Following a successful May 4th launch atop Falcon 9, SpaceX’s latest Cargo Dragon spacecraft is just a few hours away from starting its International Space Station (ISS) berthing sequence.
Scheduled to begin around 5:30 am EDT (09:30 UTC), SpaceX operations staff will command Dragon to continue a cautious ISS approach. Several hours later, the spacecraft will be quite literally grabbed by station astronauts and gently berthed with one of the space station’s several Common Berthing Mechanism (CBM) ports. Once Cargo Dragon has been safely joined with the ISS, the station’s crew of astronauts can begin the intensive process of unpacking more than 1500 kg (3300 lb) of pressurized cargo, including dozens of time-sensitive and complex science experiments.
Aside from the 1.5 tons of cargo contained inside Dragon’s climate-controlled cabin, ISS astronauts and ground-based NASA controllers will again use the space station’s robotic Canadarm2 manipulator to extract two large unpressurized payloads from Dragon’s trunk. The ‘flagship’ instrument of CRS-17 is NASA’s Orbiting Carbon Observatory-3 (OCO-3), an upgraded follow-on to OCO-2 that should dramatically improve the quantity and quality of data available on the distribution of carbon in the Earth’s atmosphere. The second trunk-stashed payload is known as STP-H6 and is carrying around half a dozen distinct experiments.

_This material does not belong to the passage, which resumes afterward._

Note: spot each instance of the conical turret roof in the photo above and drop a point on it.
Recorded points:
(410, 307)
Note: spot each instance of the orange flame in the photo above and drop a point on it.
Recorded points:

Both STP-H6 and OCO-3 will be installed on the outside of the space station with the help of Canadarm2, an extremely useful capability that limits the need for astronauts to suit up and perform risky and time-consuming EVAs (extra-vehicular activities) outside the ISS. With its trunk emptied, Cargo Dragon will eventually discard the section to burn up in Earth’s atmosphere just before the reusable capsule begins its own reentry.
Unlike several other spacecraft with service sections, both proposed, flying, or retired, SpaceX’s Dragon spacecraft strive to minimize the complexity and cost of their expendable service sections. For both Cargo and Crew Dragon, the trunk serves as a structural adapter for unpressurized payloads and the Falcon-Dragon interface, hosts solar arrays and radiators, and doesn’t do much else. All propulsion, plumbing, and major avionics are kept within the capsule to maximize reusability.
Defining “slow and steady”
The process of berthing or docking with the ISS is a fundamentally cautious thing, developed by NASA, Roscosmos, and other international partners through forced and painful trial and error. In short, the road to today’s cautious procedures has been paved with countless failures and close calls over decades of space activity. For Cargo Dragon, the process involves berthing, more passive and less complex than docking. Outside of a dozen or so meters, the processes begin quite similarly. Cargo Dragon (Dragon 1) will very slowly approach the station’s several-hundred-meter keep out zone, typically no faster than a few m/s (mph).
Then follows a back-and-forth process of stop and go, in which SpaceX commands Dragon forward, halts at set locations, verifies performance and station readiness with NASA, and repeat. Once within 10 or so meters of the ISS, Dragon will begin carefully stationkeeping, essentially a version of formation flying without a hint of aerodynamic forces. ISS astronauts will then command the Canadarm2 robotic arm toward a sort of target/handle combo located on the spacecraft. The arm follows similar stop-start procedures before finally grappling Dragon, at which point the astronauts in command are legally required (/s) to quip something along the lines of “We’ve caught ourselves a Dragon!”
From start to finish, the process takes about 1.5 hours under optimal conditions. Around 2.5 hours after that, Canadarm2 will physically berth Dragon with one of several ISS berthing ports. Soon after, station astronauts can open Dragon’s hatch, snag some fresh goodies, and begin the unpacking process. CRS-17’s ISS arrival operations will be covered live on NASA TV.